Another question from the Sisters in Crime panels I took part in over the last few weeks.
What do you read while you’re writing, and why?
I had fun listening to the other panelists’ answer to this. It’s enough to say we all approach what to read or not, and why, with different outlooks and specific understanding of our own needs.
I had to think a little about this one because I realize my reading-while-writing habits have changed over the past couple of years.
When I started, I was still finding my voice, creating a character and trying to understand her and how she saw the world. I had to stay focused on her and the other characters, to listen to them carefully and define them specifically and individually. It worried me a little that if I were reading a contemporary author I liked too much, I might unconsciously adopt a bit of her or his voice, which would confuse me – and any readers – later on. So when I was working on MURDER IN THE ABSTRACT, the first in a series about Dani O’Rourke, I didn’t read about other youngish, contemporary professional women. I read from the hundreds of thrillers Tim had on the shelves – Lee Child, Ian Rankin, James Lee Burke, John Lescroat, and more.
Later, when I knew Dani well enough, I relaxed that rule, but thought it wise to break up the crime fiction, which was becoming such a steady diet that I could see the plot patterns too easily when I started a book. But while writing THE KING’S JAR, I wanted to know her world even better and it was then I became addicted to periodicals that cover the world of high end art, the art auction houses, and art-related crime. The only problem with that is that I saw – and see – wonderful plot ideas behind every $100 million painting sale to an anonymous buyer by and anonymous seller! One such story even contributed to MIXED UP WITH MURDER, the third in the series.

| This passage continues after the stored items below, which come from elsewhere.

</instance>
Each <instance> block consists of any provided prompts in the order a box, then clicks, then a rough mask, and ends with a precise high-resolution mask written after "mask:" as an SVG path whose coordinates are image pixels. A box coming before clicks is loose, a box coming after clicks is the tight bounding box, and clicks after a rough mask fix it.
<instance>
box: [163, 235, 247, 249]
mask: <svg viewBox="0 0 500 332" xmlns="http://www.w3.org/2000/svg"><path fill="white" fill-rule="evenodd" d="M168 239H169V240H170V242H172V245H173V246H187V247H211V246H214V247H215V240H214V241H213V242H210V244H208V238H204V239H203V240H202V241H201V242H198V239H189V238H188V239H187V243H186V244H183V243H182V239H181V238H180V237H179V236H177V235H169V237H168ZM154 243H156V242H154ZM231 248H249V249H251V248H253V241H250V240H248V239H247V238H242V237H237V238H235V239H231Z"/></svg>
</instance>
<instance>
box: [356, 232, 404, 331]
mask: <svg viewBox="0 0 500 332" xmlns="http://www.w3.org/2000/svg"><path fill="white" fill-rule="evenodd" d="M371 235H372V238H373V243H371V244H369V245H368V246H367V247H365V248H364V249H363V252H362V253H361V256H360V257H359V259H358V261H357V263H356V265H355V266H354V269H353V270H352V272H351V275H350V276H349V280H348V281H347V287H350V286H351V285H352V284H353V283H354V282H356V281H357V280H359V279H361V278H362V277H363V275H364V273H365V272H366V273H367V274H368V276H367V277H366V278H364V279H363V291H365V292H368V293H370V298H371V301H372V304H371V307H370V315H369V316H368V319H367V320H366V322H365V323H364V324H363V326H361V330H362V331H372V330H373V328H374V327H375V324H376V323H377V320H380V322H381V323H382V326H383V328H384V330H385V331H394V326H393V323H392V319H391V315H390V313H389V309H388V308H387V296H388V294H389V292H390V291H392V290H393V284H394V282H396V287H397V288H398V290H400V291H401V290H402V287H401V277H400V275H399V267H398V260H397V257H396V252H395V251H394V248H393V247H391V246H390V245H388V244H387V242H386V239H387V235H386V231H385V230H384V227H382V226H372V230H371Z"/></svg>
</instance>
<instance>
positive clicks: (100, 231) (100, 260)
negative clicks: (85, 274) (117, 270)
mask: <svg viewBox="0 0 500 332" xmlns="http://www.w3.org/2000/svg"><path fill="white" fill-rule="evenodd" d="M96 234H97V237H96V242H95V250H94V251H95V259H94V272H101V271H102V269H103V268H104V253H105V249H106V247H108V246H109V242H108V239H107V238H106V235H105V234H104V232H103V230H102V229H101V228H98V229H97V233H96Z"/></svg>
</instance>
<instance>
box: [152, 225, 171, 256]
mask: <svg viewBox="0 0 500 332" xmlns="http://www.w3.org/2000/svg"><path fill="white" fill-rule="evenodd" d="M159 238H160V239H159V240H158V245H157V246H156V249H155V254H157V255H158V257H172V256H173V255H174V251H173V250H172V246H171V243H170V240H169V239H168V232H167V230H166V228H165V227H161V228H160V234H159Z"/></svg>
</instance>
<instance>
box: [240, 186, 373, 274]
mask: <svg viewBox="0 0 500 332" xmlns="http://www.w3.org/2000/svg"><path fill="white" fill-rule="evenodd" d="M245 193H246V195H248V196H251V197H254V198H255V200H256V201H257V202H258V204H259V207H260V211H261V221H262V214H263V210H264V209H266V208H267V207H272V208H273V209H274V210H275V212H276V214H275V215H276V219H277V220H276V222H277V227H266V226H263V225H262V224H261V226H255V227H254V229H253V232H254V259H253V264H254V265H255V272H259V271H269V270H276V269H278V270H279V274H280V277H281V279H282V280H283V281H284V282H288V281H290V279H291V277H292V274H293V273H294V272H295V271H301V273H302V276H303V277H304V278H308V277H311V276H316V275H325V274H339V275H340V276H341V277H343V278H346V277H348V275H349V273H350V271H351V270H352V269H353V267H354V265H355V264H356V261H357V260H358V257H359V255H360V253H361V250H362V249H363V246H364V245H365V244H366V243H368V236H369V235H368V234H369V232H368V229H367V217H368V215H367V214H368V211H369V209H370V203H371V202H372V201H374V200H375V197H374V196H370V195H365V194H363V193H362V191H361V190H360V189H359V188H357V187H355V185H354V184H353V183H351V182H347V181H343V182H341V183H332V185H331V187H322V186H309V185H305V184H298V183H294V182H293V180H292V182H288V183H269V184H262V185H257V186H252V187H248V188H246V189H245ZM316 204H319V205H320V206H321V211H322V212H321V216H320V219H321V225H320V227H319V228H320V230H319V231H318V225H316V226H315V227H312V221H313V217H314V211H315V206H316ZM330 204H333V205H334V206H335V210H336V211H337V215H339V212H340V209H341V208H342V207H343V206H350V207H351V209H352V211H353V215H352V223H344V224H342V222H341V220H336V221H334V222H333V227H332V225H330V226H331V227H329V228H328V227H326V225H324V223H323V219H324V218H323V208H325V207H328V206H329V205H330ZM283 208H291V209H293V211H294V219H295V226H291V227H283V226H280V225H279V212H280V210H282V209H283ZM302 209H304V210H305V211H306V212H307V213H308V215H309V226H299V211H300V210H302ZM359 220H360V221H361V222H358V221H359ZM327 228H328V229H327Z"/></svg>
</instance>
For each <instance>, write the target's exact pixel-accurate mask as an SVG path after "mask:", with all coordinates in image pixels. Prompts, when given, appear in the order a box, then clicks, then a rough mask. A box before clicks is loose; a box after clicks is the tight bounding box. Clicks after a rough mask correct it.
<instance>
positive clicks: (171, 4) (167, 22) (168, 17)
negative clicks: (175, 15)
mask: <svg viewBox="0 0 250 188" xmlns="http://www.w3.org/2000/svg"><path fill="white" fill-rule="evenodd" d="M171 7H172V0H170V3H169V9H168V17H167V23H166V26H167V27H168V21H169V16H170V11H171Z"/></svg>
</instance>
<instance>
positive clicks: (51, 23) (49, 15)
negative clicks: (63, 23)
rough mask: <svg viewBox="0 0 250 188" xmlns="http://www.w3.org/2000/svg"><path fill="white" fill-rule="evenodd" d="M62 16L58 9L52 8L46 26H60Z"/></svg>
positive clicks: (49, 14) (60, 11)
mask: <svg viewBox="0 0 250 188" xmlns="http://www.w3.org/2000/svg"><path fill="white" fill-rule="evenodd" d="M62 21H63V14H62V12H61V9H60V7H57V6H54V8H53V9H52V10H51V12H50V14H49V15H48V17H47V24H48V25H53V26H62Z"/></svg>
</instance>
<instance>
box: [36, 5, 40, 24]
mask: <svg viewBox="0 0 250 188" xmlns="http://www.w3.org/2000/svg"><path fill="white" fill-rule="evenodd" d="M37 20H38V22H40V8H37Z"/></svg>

Now, I’m relishing wit in fiction, the writer or narrator who comments amusingly on society directly or indirectly through her or his prose. It fits with what I’m working on, but because some of those authors are classic, it’s also always been in bounds when I’m writing. Austen, Trollope, Wilde, Dorothy Parker…even Chaucer’s “The Wife of Bath’s Tale,” which was discussed on one of those recorded classes you can take while you drive to and from Sisters in Crime panels.
My To Be Read piles, however, crowd the bookshelves in every room, and include everything from The Warmth of Other Suns by Isabel Wilkerson, and Wife of the Gods by Kwei Quartey, to psychological thriller writer Sophie Hannah’s slim book of poems, Pessimism for Beginners. And the real question becomes, should I write or read this afternoon?